Summary: A teen girl, born in the US, but living in Haiti since soon after her birth, returns to the US. Her mother is detained by ICE, but Fabiola continues on to live with her aunt and cousins in Detroit.
My goal of reading more fiction this year has not been going well. But it is summer, and summer is a time for Fiction. American Street was on sale as I was making plans for a six hour solo drive to the beach. I listened to all but the last 30 minutes of American Street on the way to the beach and the last 30 minutes and Believe Me on the way back.
This is a very good audiobook. Robin Miles, who I was not fond of when she narrated Binti, was excellent here. Her various accents, which felt fake in Binti, felt authentic here in part because she not only doing Haitian, but also Detroit street. The range of voices was what made the narration.
American Street is named after the street where the house that Fabiola come to live, the one where she was born. It is right on the corner of Joy and American streets, which is the reason that the house was purchased by new immigrants to the US. When her mother is detained by ICE as they go through customs in New York City (Fabiola’s mother overstayed her visa on the previous trip so that Fabiola would be born in the US), Fabiola is left to go on to Detroit and meet cousins and an aunt that she has talked to, but not met.
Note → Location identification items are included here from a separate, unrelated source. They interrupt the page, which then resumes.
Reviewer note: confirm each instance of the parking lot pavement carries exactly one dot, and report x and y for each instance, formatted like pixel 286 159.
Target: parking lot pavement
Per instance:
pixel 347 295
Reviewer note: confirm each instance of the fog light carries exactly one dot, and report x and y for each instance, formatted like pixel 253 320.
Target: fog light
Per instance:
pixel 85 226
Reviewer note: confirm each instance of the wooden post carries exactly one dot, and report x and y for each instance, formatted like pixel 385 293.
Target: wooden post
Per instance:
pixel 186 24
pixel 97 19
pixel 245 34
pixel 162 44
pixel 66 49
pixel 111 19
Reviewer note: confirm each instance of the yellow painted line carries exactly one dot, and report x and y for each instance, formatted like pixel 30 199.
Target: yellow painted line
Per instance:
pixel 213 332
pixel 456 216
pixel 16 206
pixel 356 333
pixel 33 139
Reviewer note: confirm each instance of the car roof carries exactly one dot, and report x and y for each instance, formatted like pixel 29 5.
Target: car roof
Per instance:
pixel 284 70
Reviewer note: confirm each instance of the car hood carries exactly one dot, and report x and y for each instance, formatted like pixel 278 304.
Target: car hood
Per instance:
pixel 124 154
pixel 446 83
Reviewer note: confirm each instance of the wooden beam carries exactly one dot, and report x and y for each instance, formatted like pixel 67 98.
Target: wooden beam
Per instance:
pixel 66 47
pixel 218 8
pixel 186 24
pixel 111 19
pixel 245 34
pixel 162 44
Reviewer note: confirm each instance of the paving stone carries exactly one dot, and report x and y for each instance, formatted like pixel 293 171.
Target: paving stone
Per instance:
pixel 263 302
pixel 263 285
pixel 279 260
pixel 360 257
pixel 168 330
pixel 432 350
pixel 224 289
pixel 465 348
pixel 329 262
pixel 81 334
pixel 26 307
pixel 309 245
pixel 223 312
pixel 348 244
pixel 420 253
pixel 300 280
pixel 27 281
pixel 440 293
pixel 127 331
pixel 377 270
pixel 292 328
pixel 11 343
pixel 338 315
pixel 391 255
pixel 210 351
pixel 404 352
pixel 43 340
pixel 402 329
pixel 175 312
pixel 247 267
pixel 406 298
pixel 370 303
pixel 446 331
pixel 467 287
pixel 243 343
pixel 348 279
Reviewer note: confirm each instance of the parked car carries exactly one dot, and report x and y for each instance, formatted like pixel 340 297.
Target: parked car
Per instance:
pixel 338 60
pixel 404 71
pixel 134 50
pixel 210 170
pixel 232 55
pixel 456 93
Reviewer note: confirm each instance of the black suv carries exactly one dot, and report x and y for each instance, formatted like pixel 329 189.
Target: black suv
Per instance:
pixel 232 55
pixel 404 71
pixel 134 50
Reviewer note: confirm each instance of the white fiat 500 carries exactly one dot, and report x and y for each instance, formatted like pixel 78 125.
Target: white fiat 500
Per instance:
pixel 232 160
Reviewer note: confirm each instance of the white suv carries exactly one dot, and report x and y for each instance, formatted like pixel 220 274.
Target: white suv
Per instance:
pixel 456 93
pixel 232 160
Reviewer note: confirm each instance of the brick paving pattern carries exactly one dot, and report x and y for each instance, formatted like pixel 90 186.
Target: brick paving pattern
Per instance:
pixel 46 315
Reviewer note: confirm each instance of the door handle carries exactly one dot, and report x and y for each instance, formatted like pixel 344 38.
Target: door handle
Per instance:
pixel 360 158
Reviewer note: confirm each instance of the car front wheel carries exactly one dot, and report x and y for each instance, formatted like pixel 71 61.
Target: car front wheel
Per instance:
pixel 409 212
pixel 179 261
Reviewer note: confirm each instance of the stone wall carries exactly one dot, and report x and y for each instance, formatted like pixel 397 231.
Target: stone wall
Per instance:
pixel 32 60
Fabiola’s life in Haiti, with her good English schools and her hard work, has not truly prepared her for Detroit. She is also not prepared for the realities of street life without the guidance of her mother.
American Street has significant thread of magical realism. I started American Street not long after I finished Laurus, about a 15th century doctor and holy man. Both used magical realism to communicate the belief in religious faith in remarkably similar ways. Both Laurus and Fabiola were true believers, in Christianity for Laurus and Voodoo for Fabiola. But I cannot describe the presentation in any other way than magical realism, which I have only really encountered in Underground Railroad by Colson Whitehead and Song Yet Sung by James McBride.
I knew nothing about Voodoo before this book, but I did not need any background to understand the story. Fabiola, as she attempts to understand this foreign world, makes sense of the world around her through the ‘social imaginary’ (as Charles Taylor calls it) of the Haitian/Voodoo world. The Voodoo is real, in a very similar way to the way that Christianity is real in Laurus. But the difference between Christianity and Voodoo (I think) what is asked for and revealed is not always what is desired here.
Ultimately this is a tragedy. A tragedy that you understand much more of as different perspectives are shared. But an understood tragedy is still tragic. This is well worth reading. Especially for the current reality of separated immigrant families and the tragic ways that people make decisions when pressed to their limits.
This is a good reminder of why fiction is so important and why I keep needing to force myself to read it, even when I am sometimes reluctant to break away from the ‘important books’.